Disobedience came hard for a nice girl like me. I was taught to respect authority, which I did, despite bumper stickers urging us to question it. I did my homework, kept to the speed limit and came home on time. I rarely got in trouble, though I admired those who did, like the people who joined picket lines or burned their draft cards.

War protests were my first serious encounters with purposeful disobedience. As classmates faced being shipped out to Vietnam, I developed a deep respect for those who heeded the call to disobedience. I watched leaders like Martin Luther King Jr. challenge unjust laws and professors risk censure or worse to speak out against those who controlled the biggest war machine in history. My brother and several friends wrote statements of conscientious objection that helped me see the link between resistance and faith. I began to question authority—who had it, by what right, with what limits. A tectonic shift took place in my theology. I learned to live with more ambiguity and to recognize how the paradoxes at the heart of Jesus’ teaching were meant to keep us wrestling with moral complexity rather than simply applying rules. I learned that even legitimately appointed leaders need to be challenged and unjust laws broken.
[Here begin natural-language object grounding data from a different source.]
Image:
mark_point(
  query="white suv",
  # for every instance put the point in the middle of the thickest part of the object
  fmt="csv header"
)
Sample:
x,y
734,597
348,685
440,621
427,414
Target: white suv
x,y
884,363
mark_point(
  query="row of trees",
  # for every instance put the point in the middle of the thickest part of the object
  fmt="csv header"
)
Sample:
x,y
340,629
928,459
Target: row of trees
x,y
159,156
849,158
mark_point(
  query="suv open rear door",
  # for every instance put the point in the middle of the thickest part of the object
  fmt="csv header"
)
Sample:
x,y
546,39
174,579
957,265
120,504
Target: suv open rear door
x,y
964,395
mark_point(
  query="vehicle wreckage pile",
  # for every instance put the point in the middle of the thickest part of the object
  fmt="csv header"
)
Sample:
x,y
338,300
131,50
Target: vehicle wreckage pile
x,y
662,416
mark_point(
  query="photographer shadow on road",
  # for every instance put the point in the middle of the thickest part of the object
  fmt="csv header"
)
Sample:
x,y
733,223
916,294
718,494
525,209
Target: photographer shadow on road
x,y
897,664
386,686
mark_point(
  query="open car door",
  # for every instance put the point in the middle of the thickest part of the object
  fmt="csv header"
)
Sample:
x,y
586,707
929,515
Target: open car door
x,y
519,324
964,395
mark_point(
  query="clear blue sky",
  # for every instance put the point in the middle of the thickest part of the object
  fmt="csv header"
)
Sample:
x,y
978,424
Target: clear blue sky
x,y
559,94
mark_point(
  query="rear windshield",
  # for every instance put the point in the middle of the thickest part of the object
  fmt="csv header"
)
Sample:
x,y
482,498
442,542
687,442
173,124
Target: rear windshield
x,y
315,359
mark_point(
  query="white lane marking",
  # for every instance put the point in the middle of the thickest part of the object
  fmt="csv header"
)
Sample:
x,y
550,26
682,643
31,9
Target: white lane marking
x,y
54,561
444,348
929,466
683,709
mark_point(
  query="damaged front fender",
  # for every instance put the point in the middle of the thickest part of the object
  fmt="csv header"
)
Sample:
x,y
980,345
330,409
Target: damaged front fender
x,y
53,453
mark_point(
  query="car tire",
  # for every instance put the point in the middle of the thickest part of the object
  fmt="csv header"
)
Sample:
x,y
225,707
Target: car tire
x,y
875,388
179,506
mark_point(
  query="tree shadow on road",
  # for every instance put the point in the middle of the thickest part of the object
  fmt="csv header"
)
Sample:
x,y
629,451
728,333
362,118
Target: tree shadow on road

Discerning when to disobey can be tricky. I’m not sure any of us should undertake it alone; it’s much harder than acting on principle, which can lead to a self-righteousness that’s sometimes hard to see in oneself when a principle needs defending and we appoint ourselves to the task. When the disciples stand before the high priests they don’t invoke principle. They speak from a lived relationship with God, whom they know with an intimacy and certainty that trumps all other claims to obedience. It’s not just a spirit of resistance that drives them, but irrepressible love. The logic of that love is fairly simple: here we stand. We can do no other.